Testing Embedded MRAM IP for SoCs

By Faisal Goriawalla, Embedded Test & Repair Product Marketing Manager, Synopsys

Introduction

The challenges of embedded memory test and repair are well known, including maximizing fault coverage to prevent test escapes and using spare elements to maximize manufacturing yield. With the surge in availability of promising non-volatile memory architectures to augment and potentially replace traditional volatile memories, a new set of SoC level memory test and repair challenges are emerging. With momentum building for Spin Transfer Torque MRAM (STT-MRAM) as the leading flavor of embedded MRAM technology, this white paper focuses on unique test challenges for STT-MRAM on-chip memory while considering needs for automotive applications.

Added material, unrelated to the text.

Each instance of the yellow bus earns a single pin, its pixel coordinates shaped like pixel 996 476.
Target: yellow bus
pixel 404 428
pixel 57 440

To select an appropriate memory test and repair solution for embedded MRAM, designers need to consider factors such as the special needs of performing trimming during production test, augmented memory fault detection algorithms specific to MRAM architectures, and maximizing manufacturing yield of the process sensitive MTJ (Magnetic Tunnel Junction) bit cell.

What Is STT-MRAM?

Embedded memory IP options include STT-MRAM, Phase-Change Memory (PCM), Resistive RAM (ReRAM) and Ferroelectric RAM (FRAM). Each emerging memory technology is different and suited for specific application(s) but STT-MRAM appears poised to go mainstream.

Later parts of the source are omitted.